O que almejo com essas reflexões é tão somente reafirmar o óbvio, ou seja, que num regime de garantias, é inaceitável que ainda se prolatem decisões segregacionistas (prisão ante tempus) sem a devida fundamentação, como tem sido observado, iterativamente, em nosso Estado.

Tenho reafirmado que o processo penal, em qualquer sociedade democrática, só se torna legítimo se for constituído a partir de uma Constituição igualmente democrática. Com efeito, a uma Constituição autoritária corresponde, sem dúvidas, um processo penal também autoritário; a uma Constituição democrática, noutro giro, deve corresponder, necessariamente, um processo penal também democrático, a serviço da máxima eficácia das garantias constitucionais do indivíduo.
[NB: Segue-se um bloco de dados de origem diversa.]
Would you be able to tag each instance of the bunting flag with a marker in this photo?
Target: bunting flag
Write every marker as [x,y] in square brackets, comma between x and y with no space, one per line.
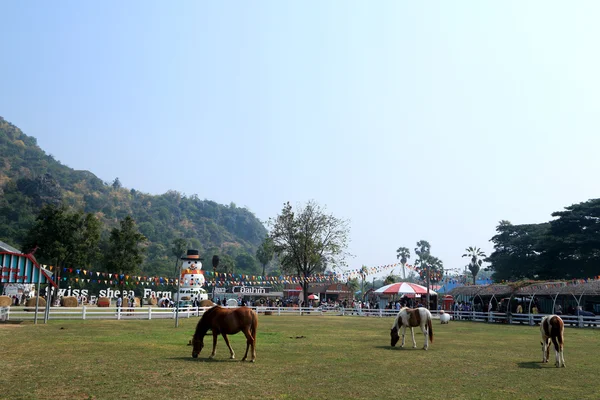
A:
[227,279]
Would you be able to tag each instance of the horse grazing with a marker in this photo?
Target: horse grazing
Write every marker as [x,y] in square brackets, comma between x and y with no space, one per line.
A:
[226,321]
[412,317]
[444,317]
[553,328]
Essas premissas visam a reafirmar que, especialmente no que se referem às prisões provisórias, elas não devem ser implementadas ao sabor das conveniências do julgador, ao sabor das circunstâncias e sem uma base empírica e legal que a legitime, pois que, da inobservância dessas premissas e da sua implementação levada a efeito, a partir de impulsos antidemocráticos e antigarantistas, resulta a sua anêmica fundamentação, que a torna írrita e passível de reparação.

A prisão preventiva, com efeito, não é um fim em si mesma. E aquele magistrado que, a pretexto de dar uma resposta imediata à opinião pública, decretar uma prisão sem que deixe patenteada, quantum satis, a sua real necessidade, num regime garantista como o nosso,  flerta, iniludivelmente, com a arbitrariedade, pois coloca o sistema penal apenas a serviço do poder punitivo (Direito penal), passando, nessa perspectiva, à ilharga de comezinhos princípios constitucionais garantidores do respeito à liberdade e à dignidade da pessoa humana.

O que tenho testemunhado, com preocupação, é que, muitas vezes, em face mesmo do estrépito do crime, tem-se incrementado as prisões provisórias como sucedâneo das decisões condenatórias transitadas em julgado, dando a elas, nesse sentido, contornos de punição antecipada, conquanto se saiba que, sobretudo agora, com as inovações acerca das medidas cautelares(cf. Lei 12.403/2001), a prisão, mais do que nunca, constitui-se a extrema ratio da ultima ratio.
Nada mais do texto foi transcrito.